Victoria allows him to stay with her before seeming to fall in love with him but he seems so absent as a person that his gradual relationship with another girl he met on the metro is unsurprising and doesn’t register. Convincing her to give up her job and to blackmail one of her clients, Simon pushes his own insecurities upon her, trying desperately to spread the guilt he clearly harbours by making Victoria face up to the lives her job undoubtedly breaks up.

Simon’s gradual decent into violence is naturally at the periphery of his vision. His studies in the area seem to allow him to put his problems to the sides of his eyes, brilliantly shown through slow editing and colourful visions found to the side of horizontal pans. This same aesthetic can be applied to the violence of the film which is rarely seen to happen but instead cuts away before occurring. This allows Simon to twist what happened in each circumstance to fit whatever story he wishes to spin. The group of men that supposedly took his things and attacked him appear to have only injured his knuckles, implying that they were the worse off in the fight. This power that the character has over the lies within the film make him seem far more dangerous than simply showing what he is capable of would do.
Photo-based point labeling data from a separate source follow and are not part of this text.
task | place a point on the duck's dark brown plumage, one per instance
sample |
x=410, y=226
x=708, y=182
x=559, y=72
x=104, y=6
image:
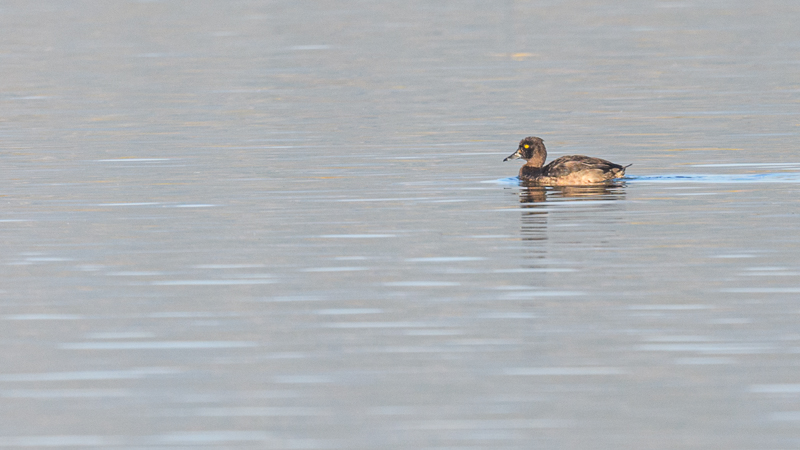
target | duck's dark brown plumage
x=565, y=171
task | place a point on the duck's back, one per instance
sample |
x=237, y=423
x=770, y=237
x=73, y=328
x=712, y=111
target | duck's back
x=575, y=170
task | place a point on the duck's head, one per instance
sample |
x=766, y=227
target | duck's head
x=529, y=148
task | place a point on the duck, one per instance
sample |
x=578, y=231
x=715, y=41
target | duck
x=572, y=170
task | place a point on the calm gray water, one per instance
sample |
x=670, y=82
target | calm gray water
x=287, y=224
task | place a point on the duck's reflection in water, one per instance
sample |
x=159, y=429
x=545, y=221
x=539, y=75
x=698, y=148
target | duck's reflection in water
x=538, y=201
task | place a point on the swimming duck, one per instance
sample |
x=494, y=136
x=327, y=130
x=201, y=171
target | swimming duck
x=570, y=170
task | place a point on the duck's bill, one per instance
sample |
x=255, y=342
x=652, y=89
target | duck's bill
x=514, y=155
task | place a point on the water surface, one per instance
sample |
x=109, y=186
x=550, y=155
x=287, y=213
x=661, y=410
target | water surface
x=288, y=225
This danger is added to by Simon’s distanced positioning to both the city and the characters that he meets. His casual cheating on his new found relationship is one thing; his listening to music almost antisocially as he wanders around the Louvre is another. Music is superbly used, at first seeming to create a montage but in reality it is turning Simon’s life into a montage allowing him the distance to be violent and be cruel to the people who help him. As his lies begin to unravel, his breakdown manifests in violence but more interestingly in almost baby-like cries. He can’t sum up how he feels as he’s back at his friends flat after leaving Victoria for dead so instead he lets out some of his unreleased anger through a guttural cry instead. It seems almost primeval.
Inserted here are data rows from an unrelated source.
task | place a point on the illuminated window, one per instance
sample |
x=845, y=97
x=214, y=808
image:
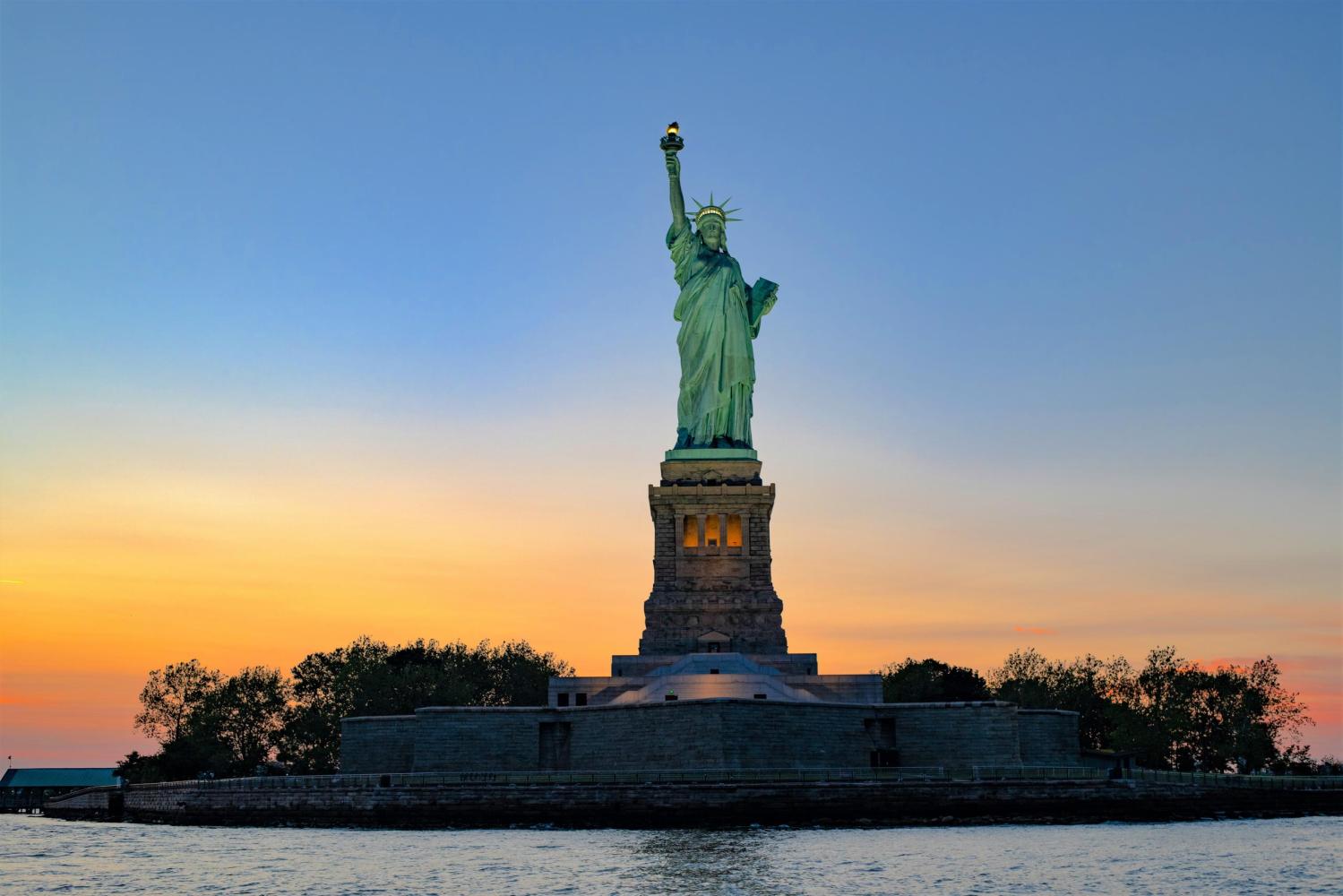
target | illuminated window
x=691, y=530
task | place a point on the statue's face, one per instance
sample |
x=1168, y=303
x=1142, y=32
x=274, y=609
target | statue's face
x=710, y=231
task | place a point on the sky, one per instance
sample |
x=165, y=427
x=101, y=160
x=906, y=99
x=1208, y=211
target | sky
x=325, y=320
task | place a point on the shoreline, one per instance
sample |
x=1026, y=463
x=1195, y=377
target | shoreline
x=691, y=805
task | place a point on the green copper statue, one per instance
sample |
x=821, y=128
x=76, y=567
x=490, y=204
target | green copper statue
x=719, y=316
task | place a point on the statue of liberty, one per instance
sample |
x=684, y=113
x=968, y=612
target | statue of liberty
x=719, y=317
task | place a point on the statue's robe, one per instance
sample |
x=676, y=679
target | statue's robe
x=719, y=317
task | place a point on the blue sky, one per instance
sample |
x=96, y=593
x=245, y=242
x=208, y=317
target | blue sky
x=1060, y=279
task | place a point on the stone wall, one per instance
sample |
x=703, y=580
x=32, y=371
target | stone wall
x=957, y=734
x=478, y=737
x=1049, y=737
x=376, y=745
x=333, y=801
x=704, y=734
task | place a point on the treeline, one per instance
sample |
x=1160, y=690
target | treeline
x=1170, y=713
x=226, y=726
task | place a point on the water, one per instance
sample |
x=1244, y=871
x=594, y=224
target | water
x=1281, y=856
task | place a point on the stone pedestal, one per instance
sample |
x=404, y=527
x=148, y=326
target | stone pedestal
x=712, y=590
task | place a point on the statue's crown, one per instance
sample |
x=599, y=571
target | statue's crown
x=713, y=209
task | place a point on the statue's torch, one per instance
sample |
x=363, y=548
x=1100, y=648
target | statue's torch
x=672, y=142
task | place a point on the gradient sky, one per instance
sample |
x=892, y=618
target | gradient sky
x=327, y=320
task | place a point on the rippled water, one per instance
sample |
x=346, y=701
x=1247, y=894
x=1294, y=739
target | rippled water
x=1283, y=856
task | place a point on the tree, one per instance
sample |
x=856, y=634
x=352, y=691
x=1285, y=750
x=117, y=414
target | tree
x=931, y=681
x=246, y=715
x=171, y=696
x=371, y=678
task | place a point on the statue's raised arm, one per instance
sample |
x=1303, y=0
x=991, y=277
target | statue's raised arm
x=677, y=198
x=719, y=314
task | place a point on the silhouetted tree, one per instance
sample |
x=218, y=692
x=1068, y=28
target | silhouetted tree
x=171, y=696
x=369, y=678
x=931, y=681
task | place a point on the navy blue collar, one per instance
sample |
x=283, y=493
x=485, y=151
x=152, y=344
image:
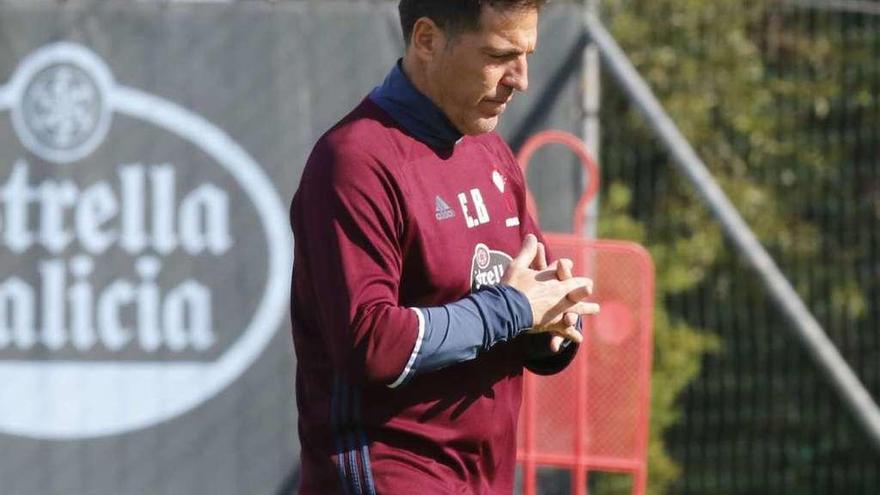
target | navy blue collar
x=414, y=111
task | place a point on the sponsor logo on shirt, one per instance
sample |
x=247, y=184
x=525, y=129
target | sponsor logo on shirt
x=487, y=267
x=442, y=211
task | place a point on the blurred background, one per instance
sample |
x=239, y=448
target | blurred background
x=149, y=150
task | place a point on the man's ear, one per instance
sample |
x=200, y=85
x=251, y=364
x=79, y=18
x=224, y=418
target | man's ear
x=428, y=39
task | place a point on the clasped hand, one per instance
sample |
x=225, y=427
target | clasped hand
x=557, y=298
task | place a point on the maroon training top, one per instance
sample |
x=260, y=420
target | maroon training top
x=384, y=223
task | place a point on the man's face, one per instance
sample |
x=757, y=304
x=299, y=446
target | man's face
x=475, y=76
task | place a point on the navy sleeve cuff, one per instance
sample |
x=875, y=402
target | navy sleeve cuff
x=460, y=331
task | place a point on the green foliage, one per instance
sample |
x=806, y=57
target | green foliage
x=719, y=68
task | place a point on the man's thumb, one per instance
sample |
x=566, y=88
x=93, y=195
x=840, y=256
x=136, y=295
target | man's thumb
x=527, y=253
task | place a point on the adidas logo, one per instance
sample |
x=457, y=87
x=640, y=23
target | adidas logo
x=442, y=211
As the film ends, it shows Simon leaving Paris. He reads another email to his ex-girlfriend over the soundtrack but the fact that his voice also read her replies out aloud hints that she may not even exist or at least may not have replied to him at all while being in Paris. As he is grilled by the immigration officer due to his overstay on his visa, his whole story changes. His studies are no longer in psychology but in French literature (studied by his other girl, Marianne (Constance Rousseau) and his reasons for visiting morph into yet another lie. He seems unsure as to his own identity, grasping onto anything he’s heard in the last few weeks as if moving his actions to the periphery of his memory and vision has also removed the basics of his identity. It completely destabilises the film but, for a piece of cinema based on the lies and deceptions of a sociopathic firecracker, this fluidity was only to be expected.

Simon Killer is released by Masters of Cinema 26/08/13

Adam Scovell

Extras

• 1080p Blu-ray presentation (progressive presentation on the DVD) of the film in its original 2.40:1 aspect ratio

• Behind-the-scenes and rehearsal footage from the production of the film.
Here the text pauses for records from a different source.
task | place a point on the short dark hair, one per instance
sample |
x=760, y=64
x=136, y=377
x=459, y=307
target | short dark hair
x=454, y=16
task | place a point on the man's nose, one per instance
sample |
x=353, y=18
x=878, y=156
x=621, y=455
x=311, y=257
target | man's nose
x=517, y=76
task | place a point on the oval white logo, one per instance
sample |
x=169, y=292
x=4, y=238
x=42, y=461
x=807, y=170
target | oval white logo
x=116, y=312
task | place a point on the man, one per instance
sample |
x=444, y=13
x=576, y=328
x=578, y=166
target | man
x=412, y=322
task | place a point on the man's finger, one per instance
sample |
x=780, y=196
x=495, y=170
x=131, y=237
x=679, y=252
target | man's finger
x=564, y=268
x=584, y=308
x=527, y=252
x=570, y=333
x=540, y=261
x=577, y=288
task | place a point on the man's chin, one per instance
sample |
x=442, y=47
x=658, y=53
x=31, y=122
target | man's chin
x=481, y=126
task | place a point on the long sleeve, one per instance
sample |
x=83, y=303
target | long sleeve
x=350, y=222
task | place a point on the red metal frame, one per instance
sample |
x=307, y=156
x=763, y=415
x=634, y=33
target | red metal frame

• Sundance Alumni interview with Antonio Campos and producers Sean Durkin and Josh Mond.

The Last 15 – Campos’s Palme d’Or nominated short film.

The Case of the Conscious Camera – A 29-minute interview with Campos on the aesthetics of Simon Killer.

Conversations with Moms – an interview with Campos, Brady Corbet, and their mothers.

• Original theatrical trailer.

• Optional English subtitles (SDH also available).

• Booklet featuring a new and exclusive essay by critic Karina Longworth; a new interview with Antonio Campos; a visual primer on the development of the poster art.